Although his last steady gig was writing for the Web, Thompson himself was dubious, at least early on, of that ever-growing galaxy of online opinion. “There is a line somewhere between democratizing journalism and every man a journalist,” he told the Atlantic in 1997. “You can’t really believe what you read in the papers anyway, but there is at least some spectrum of reliability.”

080725_taibbi_main
YOUNG GONZ: Rolling Stone reporter (and Phoenix contributor) Matt Taibbi is considered a potential heir to Thompson’s throne.
Craven new world
Reliability. A rich word coming from someone who wrote about Bill Clinton in the 1992 campaign for Rolling Stone, describing the candidate’s behavior at the dinner table thusly: “He grasped the wicker basket of French fries with both hands and buried his face in it, making soft snorting sounds as he rooted around the basket, trying vainly to finish it off.”

Compare that inspired chunk of concocted weirdness to the vanilla questions Jann Wenner tossed Obama earlier this month. “What part of the campaign have you enjoyed the most?” “What have you learned about yourself during the campaign?” “Three books that really inspired you.”

In latter years, Thompson himself repeatedly lobbied to have his name stricken from Rolling Stone’s masthead, and, as New York magazine reported earlier this month, he carped privately that “Jann has reduced RS to a Gap catalogue.” (Wenner’s own oral history, Gonzo: The Life of Hunter S. Thompson, published this past year by Little, Brown, has been criticized by Anita Thompson for giving the impression that “leaving Rolling Stone was the biggest mistake of his life.”)

So what do we make of the fact that one writer who’s increasingly cited as worthy of Thompson’s legacy writes for . . . Rolling Stone?

Political columnist Matt Taibbi — who also writes the Phoenix’s weekly “Sports Blotter” column — has so far authored or co-authored four books. The latest of which, published in May by Spiegel & Grau, bears a title that sounds just like the headline of one of Thompson’s jangled mid-’70s dispatches, The Great Derangement: A Terrifying True Story of War, Politics, and Religion at the Twilight of the American Empire. Beneath it on the cover is a blurb from James Wolcott: “The funniest angry writer and the angriest funny writer since Hunter S. Thompson.”

McKeen, who’s chair of the department of journalism at the University of Florida, says that, “While there are people over the years who’ve pretended to the throne, I don’t think anyone could ever quite attain [Thompson’s] level.” Still, he adds, unprompted, “I do like Matt Taibbi. I like [his collection of 2004 campaign pieces] Spanking the Donkey. In fact, I’m using that as one of the required books in my class this fall.”

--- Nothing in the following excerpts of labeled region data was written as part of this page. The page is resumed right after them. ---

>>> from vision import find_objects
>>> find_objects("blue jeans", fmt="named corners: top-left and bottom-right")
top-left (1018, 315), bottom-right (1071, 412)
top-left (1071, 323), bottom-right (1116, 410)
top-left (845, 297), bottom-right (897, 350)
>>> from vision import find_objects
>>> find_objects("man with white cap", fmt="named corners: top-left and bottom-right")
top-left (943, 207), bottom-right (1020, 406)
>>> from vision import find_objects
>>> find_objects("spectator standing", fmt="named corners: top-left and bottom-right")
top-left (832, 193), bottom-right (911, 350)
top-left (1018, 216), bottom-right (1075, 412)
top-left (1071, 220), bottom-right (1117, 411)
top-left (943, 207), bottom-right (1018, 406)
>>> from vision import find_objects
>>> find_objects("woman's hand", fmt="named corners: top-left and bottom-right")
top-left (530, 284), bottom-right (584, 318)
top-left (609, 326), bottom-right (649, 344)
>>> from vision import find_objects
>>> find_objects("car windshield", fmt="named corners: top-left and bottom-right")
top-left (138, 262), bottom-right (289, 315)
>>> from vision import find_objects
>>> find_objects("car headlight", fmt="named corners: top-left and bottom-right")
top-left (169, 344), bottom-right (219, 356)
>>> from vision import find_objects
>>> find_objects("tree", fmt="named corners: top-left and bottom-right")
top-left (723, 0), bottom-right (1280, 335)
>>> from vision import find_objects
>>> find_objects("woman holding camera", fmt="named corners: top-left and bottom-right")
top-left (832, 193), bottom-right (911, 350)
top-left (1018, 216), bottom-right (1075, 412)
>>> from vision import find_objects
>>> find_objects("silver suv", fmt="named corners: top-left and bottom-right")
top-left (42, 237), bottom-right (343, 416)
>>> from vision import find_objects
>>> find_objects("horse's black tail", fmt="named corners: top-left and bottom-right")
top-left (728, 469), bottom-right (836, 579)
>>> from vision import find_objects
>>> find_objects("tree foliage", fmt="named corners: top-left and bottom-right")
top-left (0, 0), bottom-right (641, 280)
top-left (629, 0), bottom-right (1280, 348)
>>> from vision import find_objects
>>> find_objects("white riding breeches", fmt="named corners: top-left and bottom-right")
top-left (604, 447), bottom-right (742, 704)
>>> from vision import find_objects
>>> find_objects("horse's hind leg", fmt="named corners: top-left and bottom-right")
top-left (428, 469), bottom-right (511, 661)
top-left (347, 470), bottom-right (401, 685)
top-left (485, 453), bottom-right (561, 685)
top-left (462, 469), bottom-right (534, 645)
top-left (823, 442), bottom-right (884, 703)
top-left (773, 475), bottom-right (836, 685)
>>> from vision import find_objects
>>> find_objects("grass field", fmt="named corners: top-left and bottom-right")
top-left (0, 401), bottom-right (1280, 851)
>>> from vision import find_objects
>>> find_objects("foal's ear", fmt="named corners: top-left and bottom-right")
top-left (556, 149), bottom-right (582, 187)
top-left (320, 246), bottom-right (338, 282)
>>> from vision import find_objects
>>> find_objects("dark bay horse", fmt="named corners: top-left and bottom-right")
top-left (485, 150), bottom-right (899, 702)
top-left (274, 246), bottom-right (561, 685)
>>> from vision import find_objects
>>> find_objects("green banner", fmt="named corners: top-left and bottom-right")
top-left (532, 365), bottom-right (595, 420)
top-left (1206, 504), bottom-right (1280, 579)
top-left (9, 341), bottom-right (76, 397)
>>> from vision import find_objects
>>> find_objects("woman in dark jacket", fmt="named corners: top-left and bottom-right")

Taibbi is embarrassed by all the comparisons. “It sucks,” he says. “It’s not accurate, but I understand it; having the job I have for Rolling Stone, it comes with the territory. Especially since I have a history of being someone who is comic, who writes in the first person, and has a history of taking drugs — and writing about it. It’s obvious I’m going to have those comparisons. It’s something I’ve had to learn to live with.”